The performance of the ground walking task. (A) Contact duration. (B) Variability of contact duration. (C) The dynamic range of pressure. (D) The displacement of COP in the progression direction, normalized by foot size, as a function of foot contact time. The inset highlights the group difference near the foot takeoff. (E) The COP travel distance in the progression direction is divided by foot size. The boxplot indicates the median and IQR for each group.

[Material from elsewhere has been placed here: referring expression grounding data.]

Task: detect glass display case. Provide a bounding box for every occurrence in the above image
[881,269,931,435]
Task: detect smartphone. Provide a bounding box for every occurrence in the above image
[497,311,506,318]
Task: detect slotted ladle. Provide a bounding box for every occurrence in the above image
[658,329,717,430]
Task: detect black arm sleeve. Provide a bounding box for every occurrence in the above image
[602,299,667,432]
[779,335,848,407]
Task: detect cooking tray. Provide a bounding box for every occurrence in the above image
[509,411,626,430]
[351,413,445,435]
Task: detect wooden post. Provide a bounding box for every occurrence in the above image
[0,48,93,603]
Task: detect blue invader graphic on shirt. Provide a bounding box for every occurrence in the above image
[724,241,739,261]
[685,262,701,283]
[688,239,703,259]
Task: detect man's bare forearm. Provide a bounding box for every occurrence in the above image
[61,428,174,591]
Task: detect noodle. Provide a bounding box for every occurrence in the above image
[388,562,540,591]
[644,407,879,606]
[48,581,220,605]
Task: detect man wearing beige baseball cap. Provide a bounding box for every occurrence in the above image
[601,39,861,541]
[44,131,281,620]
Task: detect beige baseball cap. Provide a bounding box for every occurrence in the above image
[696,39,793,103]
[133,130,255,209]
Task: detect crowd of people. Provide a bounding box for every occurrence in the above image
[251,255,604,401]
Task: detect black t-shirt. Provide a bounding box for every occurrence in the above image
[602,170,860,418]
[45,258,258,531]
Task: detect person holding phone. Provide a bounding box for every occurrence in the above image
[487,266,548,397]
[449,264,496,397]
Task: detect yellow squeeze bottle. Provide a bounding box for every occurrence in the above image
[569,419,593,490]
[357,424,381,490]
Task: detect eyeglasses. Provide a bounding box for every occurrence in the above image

However, none of the walking variables correlated with clinical scales for DP and SZ group participants. We did not find them to correlate with the gait item score on the SAS scale. We calculated the point serial correlation of all the gait variables with the gait score and still failed to detect any significant correlation. We noticed that 24 of the 47 patient participants scored 0, 20 scored 1, and 3 scored 2 for the gait item. Thus, the fact that our participants were not severely impaired in gait by the clinic assessment might be the reason behind the null correlation effect.
Overall correlation and classification
Correlational tests found that all the movement measures from the three tasks were uncorrelated with the severity of psychosis (BPRS and CGI) and antipsychotic dose (Chlorpromazine equivalents).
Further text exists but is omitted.